Русаков вошел в кабинет Волнова первым. За ним как-то боком пролез Чернышев.
— Ну что? — спросил Герасимов.
Ответил Русаков.
— Мы не вправе отменять решения правления.
— И ты тоже хорош, — Герасимов повернулся к Чернышеву. — Научим партийной дисциплине, если вы ее забыли. Они, видите ли, за хлеб, а другие колхозному строю враги, выходит?
Волнов поспешно подошел к Русакову, взял его под локоть.
— Не кипятись, — стараясь быть спокойным, сказал он. — Не мною придумано, не тобою… И идти против такого решения неразумно. Так ведь, товарищ Чернышев?
Чернышев вытирал большим клетчатым платком капельки пота со лба.
— Распашем, товарищ Волнов… Правление примет новое решение.

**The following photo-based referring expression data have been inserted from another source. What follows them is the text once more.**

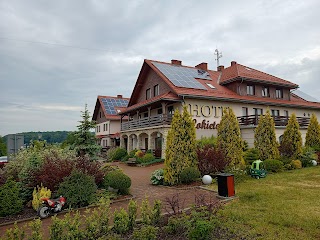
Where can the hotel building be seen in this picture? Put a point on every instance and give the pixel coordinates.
(163, 87)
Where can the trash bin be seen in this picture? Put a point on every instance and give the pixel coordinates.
(226, 185)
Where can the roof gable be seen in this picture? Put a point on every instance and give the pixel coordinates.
(109, 106)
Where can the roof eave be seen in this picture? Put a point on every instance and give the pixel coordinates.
(248, 101)
(291, 86)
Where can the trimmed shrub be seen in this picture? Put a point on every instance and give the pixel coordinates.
(211, 160)
(307, 156)
(157, 177)
(132, 211)
(139, 154)
(296, 164)
(205, 141)
(201, 230)
(145, 233)
(118, 180)
(251, 155)
(79, 189)
(148, 157)
(38, 193)
(273, 165)
(121, 221)
(189, 175)
(10, 200)
(119, 153)
(55, 168)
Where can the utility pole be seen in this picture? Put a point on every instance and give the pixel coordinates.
(219, 55)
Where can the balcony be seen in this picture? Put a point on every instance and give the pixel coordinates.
(152, 121)
(253, 120)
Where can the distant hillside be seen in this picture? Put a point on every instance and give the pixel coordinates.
(50, 137)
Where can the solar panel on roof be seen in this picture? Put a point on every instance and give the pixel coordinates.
(183, 76)
(305, 96)
(111, 103)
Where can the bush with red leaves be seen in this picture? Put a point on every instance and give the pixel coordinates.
(211, 160)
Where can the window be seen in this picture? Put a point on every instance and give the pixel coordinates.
(148, 93)
(275, 113)
(250, 90)
(265, 92)
(279, 93)
(244, 111)
(258, 111)
(210, 85)
(156, 91)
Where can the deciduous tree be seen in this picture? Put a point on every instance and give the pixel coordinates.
(265, 138)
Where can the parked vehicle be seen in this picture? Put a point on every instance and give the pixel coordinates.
(50, 206)
(258, 170)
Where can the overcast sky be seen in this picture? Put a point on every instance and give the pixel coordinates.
(56, 56)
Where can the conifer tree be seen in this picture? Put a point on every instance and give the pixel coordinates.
(265, 140)
(313, 133)
(229, 138)
(291, 144)
(180, 147)
(85, 141)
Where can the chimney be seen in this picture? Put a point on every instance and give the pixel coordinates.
(176, 62)
(220, 68)
(203, 66)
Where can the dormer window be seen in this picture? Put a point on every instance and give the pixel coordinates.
(156, 90)
(279, 93)
(148, 93)
(265, 92)
(250, 89)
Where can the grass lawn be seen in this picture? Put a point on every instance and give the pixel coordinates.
(281, 206)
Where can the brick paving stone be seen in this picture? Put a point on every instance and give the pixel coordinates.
(140, 188)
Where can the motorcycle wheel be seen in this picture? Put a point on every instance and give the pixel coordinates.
(43, 212)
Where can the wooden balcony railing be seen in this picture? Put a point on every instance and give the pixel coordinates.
(278, 120)
(147, 122)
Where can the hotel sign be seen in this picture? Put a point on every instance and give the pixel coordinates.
(205, 111)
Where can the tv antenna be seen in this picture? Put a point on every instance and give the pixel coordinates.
(219, 55)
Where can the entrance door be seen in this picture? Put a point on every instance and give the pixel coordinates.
(146, 143)
(158, 147)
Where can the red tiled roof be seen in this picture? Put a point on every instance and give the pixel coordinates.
(236, 70)
(166, 96)
(100, 104)
(221, 92)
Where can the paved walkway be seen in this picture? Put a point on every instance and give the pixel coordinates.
(141, 187)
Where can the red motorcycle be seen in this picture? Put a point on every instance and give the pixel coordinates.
(50, 206)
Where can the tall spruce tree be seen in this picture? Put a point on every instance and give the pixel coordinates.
(85, 141)
(313, 133)
(180, 147)
(291, 144)
(229, 138)
(265, 140)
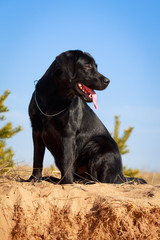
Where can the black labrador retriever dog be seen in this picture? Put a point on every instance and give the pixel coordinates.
(64, 123)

Русаков не помнил, как вышел от Волнова. В душе все клокотало. Чернышев, казалось, был спокойнее, но бледность не сходила с его лица.
Они стояли на улице. Низко плыли серые облака.

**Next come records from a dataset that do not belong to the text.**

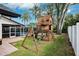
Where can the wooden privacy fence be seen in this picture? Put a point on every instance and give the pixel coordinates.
(73, 32)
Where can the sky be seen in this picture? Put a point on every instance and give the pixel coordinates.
(21, 8)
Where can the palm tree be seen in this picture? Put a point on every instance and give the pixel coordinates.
(58, 10)
(36, 11)
(25, 17)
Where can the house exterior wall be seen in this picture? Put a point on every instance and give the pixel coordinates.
(5, 21)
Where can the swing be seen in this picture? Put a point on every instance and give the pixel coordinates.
(30, 34)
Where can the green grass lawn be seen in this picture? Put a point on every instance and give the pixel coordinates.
(57, 47)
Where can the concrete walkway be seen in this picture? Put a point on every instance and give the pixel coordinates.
(6, 47)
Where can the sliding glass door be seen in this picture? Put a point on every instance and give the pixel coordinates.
(12, 31)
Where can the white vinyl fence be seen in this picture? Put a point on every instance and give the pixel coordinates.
(73, 32)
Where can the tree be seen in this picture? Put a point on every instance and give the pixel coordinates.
(59, 12)
(36, 11)
(25, 17)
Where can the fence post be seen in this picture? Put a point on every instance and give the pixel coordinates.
(74, 37)
(77, 39)
(69, 33)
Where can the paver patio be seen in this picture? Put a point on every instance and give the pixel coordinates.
(6, 47)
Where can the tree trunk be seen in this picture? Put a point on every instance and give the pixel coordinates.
(58, 28)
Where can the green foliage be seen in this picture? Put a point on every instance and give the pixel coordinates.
(70, 20)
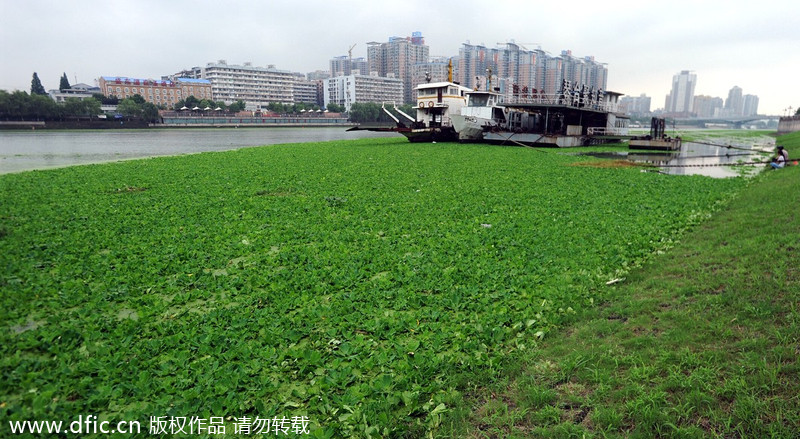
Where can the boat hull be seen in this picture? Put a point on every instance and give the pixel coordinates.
(470, 128)
(439, 134)
(552, 140)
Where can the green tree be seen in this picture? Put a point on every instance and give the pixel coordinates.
(36, 86)
(74, 107)
(41, 107)
(150, 112)
(64, 85)
(236, 106)
(106, 100)
(335, 108)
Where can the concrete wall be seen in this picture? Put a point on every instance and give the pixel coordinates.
(789, 124)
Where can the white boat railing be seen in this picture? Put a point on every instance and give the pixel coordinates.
(573, 101)
(605, 131)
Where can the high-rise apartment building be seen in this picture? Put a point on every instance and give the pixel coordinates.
(681, 98)
(516, 69)
(750, 105)
(707, 106)
(396, 59)
(256, 86)
(345, 66)
(735, 103)
(436, 70)
(635, 105)
(347, 90)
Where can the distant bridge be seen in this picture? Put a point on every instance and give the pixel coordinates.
(735, 121)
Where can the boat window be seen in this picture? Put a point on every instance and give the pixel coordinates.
(478, 101)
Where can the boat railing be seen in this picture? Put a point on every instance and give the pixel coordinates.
(562, 99)
(606, 131)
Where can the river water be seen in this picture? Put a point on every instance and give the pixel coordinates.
(29, 150)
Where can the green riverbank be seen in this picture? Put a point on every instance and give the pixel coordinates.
(703, 341)
(370, 287)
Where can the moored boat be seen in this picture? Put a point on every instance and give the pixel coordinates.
(575, 116)
(436, 103)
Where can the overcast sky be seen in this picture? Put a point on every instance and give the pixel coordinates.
(752, 44)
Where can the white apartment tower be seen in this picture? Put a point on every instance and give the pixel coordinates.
(396, 58)
(347, 90)
(256, 86)
(681, 97)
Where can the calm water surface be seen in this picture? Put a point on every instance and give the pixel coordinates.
(28, 150)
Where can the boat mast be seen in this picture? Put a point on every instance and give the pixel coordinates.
(450, 70)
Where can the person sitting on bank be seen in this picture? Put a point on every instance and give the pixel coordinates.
(781, 159)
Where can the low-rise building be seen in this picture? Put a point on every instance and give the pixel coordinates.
(256, 86)
(347, 90)
(78, 91)
(162, 92)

— Куда ты лезешь! — говорил Чернышев. — Соберут партком, освободят обоих. Ты думаешь, другой не распашет? И Батов твой не поможет. Тебя здесь песочат, его в область вызвали — тоже не в гости к теще…
Годы, годы…
Напуганный Чернышев, передав телефонограмму, слушал, что ему говорили из района, и в такт словам кивал седеющей головой.
— Пары не оставим. На все сто процентов. Мы и не протестовали.
И оттерев залысину, заметно волнуясь, сказал сидящему напротив кладовщику:
— Молод Русаков, вот ему и не страшно. Жизнь еще не ломала, не пятнала. Ты думаешь, и я такой не был?
— Но ведь те годы прошли…
— Года-то прошли, — согласился Чернышев и замолчал. Сузив глаза, резко бросил: — Что у тебя там, Ермолай? Выкладывай, а то мне некогда!
«Смотри, Серега, какую мы с тобою пшеничку вырастили… Становись, становись… не бойся, святая она, Серега… Негрешно земле поклониться…»
Отцовские слова никак не совмещались с тем, что говорил Сергею в своем кабинете Волнов.
«Ну, признайся, честно себе признайся, как на духу — плохой агроном ты. Без размаха, без понимания требования времени…»
И вот она — пшеница… Бери ее, перекатывай на ладони тугое, спелое зерно! Какие дожди, а устояла…
Весна в этом году была ранняя, снег лежал по краям межи, и зыбинское поле, распростертое во всю ширь черной пахоты, дышало теплой согревающей влагой. Сколько раз Сергей приходил сюда весной в утреннюю рань… Нагибался, руками щупал землю, брал влажные комочки на ладонь, растирал их. Кое-где по полю проблескивали ледяшки. Ударишь по ним сапогом — посыплются снежные искры.
Каждый раз, возвращаясь домой с зыбинского клина, Сергей думал о сроках сева. Он был убежден, что сеять на зыбинской земле надо поздно, в последнюю очередь. Такая уж земля. Но председатель был другого мнения… Злой, с красными пятнами возле носа, что означало у него высшую степень волнения, Чернышев потрясал перед лицом Сергея телефонограммой.
— Да согласен я, согласен, — отвечал Русаков, отлично понимая послушного приказам свыше Чернышева, — сеять так сеять. Но не у зыбинского оврага. По взгорью, на других полях.
— Посмотрите, какое солнце! Жарища!
— Не Кубань мы и не Украина. Вы же прекрасно знаете — у нашего района свои сроки сева. И наши поля, каждое в отдельности, опять же свои сроки имеют. Я советовался со стариками…
Эти вот «старики» больше всего злили Чернышева. «Нашел с кем советоваться. На каком году Советской власти? Когда наука определяет все, он, вишь, со стариками советуется… Ты что, не агроном?»
— Знаешь что, за тебя отвечать на райком не поеду, — заявил председатель. — Сам ответишь.